No obstante, el presidente López Obrador ha alegado en varias ocasiones la necesidad del fin de este programa, ya que, a su decir, al igual que las estancias infantiles y algunos otros programas surgidos “con los conservadores”, el PETC “está plagado de corrupción”. Y comentó que se buscaría la forma de seguir apoyando a sus beneficiarios desde el programa La Escuela es Nuestra (LEEN) mismo que está enfocado principalmente en infraestructura escolar y no en alimentación y calidad educativa como el PETC. 

Sin embargo, esto no convenció a quienes se oponen a la cancelación del programa ya que además de ir contra de su lema: primero los pobres, se estarían violando los derechos de niños y adolescentes. De acuerdo con la Organización Mexicanos Primero, de cancelarlo, esta decisión afectaría a 3.6 millones de estudiantes mexicanos violando los derechos a la educación y a la alimentación. Ya que “las escuelas de tiempo completo tenían la oportunidad de ser el vehículo para revertir la desnutrición y malnutrición, así como la recuperación de aprendizajes académicos y la salud socioemocional de niñas, niños y adolescentes”.

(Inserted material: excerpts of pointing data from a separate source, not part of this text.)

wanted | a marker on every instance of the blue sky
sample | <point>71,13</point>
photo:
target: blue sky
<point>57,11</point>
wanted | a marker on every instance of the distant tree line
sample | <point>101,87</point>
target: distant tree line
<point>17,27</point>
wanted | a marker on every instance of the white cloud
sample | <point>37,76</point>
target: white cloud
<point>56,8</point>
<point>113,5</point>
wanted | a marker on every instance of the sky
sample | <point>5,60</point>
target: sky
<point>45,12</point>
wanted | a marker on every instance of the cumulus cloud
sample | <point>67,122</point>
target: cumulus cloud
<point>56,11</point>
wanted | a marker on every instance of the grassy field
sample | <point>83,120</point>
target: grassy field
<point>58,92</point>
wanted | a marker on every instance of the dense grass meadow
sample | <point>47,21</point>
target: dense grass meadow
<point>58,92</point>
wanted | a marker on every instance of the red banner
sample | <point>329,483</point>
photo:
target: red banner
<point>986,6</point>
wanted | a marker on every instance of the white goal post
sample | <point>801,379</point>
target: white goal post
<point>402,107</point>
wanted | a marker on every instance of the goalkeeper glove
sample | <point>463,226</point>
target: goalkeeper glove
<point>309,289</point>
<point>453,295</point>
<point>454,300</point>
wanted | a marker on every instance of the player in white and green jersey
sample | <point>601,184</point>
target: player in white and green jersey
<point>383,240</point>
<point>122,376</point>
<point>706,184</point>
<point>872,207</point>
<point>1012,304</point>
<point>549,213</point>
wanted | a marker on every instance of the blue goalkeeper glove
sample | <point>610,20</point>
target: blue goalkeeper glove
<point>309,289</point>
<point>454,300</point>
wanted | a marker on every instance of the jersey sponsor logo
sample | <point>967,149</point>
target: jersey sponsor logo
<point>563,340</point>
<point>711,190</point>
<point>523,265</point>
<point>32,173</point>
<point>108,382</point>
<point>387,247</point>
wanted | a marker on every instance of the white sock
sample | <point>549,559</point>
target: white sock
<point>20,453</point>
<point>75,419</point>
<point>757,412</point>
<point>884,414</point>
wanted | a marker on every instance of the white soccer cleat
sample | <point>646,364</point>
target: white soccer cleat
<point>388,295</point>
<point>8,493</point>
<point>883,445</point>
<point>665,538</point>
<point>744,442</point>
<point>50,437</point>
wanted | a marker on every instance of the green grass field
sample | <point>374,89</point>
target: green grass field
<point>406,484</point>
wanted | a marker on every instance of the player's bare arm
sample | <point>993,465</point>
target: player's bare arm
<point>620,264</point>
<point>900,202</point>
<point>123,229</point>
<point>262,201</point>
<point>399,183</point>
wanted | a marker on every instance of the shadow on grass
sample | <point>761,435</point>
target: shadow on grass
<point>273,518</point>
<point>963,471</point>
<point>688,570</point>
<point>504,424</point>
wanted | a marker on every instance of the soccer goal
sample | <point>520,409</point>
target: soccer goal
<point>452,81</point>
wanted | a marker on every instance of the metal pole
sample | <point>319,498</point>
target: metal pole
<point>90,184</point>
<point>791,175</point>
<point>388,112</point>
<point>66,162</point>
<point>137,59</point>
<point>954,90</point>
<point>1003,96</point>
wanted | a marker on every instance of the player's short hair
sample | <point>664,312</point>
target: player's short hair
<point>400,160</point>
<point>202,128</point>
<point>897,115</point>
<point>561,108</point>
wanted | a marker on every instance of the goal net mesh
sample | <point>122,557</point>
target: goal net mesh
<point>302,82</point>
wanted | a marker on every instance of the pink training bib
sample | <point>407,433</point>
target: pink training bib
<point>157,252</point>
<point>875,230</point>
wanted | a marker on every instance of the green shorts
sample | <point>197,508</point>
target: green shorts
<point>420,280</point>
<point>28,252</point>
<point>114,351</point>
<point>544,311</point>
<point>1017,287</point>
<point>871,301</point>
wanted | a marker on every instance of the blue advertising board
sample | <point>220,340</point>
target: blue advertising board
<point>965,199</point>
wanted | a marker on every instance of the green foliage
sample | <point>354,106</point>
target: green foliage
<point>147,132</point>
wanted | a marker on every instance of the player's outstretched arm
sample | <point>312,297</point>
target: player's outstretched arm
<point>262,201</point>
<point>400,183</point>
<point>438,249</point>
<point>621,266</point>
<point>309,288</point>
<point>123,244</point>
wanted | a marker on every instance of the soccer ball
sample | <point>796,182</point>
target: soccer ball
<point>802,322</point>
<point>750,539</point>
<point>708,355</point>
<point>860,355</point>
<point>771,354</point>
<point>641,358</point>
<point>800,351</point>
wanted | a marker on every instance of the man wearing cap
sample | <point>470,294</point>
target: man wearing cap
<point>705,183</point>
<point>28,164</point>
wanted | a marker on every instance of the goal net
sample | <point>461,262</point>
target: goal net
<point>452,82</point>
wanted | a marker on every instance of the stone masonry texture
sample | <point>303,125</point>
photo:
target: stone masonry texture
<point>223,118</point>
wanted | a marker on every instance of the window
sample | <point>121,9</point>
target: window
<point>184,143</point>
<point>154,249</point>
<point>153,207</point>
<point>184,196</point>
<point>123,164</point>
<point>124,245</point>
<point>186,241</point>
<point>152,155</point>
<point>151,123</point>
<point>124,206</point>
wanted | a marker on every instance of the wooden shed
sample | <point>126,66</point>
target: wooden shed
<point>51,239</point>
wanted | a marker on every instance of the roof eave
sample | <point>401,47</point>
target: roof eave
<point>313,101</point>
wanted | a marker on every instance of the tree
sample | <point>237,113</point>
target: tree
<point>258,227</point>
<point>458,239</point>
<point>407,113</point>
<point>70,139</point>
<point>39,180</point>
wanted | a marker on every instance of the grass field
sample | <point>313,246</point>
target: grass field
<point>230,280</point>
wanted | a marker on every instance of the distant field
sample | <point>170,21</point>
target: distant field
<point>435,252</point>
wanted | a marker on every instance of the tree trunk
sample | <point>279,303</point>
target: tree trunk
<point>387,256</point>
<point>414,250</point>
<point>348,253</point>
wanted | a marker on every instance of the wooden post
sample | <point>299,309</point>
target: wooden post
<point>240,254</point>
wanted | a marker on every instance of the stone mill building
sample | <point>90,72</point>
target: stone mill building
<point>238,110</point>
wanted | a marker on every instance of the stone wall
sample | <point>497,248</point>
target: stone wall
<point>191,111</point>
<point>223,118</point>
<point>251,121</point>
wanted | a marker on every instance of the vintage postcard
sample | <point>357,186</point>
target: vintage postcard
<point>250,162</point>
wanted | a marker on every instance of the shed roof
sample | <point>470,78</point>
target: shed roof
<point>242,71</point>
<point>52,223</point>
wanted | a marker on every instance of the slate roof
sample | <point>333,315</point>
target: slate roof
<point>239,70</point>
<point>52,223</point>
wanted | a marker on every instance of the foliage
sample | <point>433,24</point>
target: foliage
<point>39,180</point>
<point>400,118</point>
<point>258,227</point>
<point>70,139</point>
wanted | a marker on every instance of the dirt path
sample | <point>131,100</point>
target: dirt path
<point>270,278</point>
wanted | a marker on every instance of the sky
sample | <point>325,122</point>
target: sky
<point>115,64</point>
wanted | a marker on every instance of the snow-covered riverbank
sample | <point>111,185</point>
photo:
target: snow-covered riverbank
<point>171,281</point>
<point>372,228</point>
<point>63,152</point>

Estudios del Fondo de las Naciones Unidas para la Infancia (UNICEF), un 65.8 por ciento de los beneficiarios del PETC respondieron que el alimento que recibía en la escuela era lo primero que consumían en el día. Además, se registró que el 74.3 por ciento de las escuelas que integraban el programa se ubican en regiones con un grado de marginación alto.

Por otro lado, el Observatorio Instituto para el Futuro de la Educación, señaló que esta cancelación sería un grave retroceso en materia de política social ya que el 70 por ciento de las escuelas de tiempo completo estaban en zonas indígenas rurales y el 55 por ciento de los menores beneficiados estaban por debajo de la línea de la pobreza.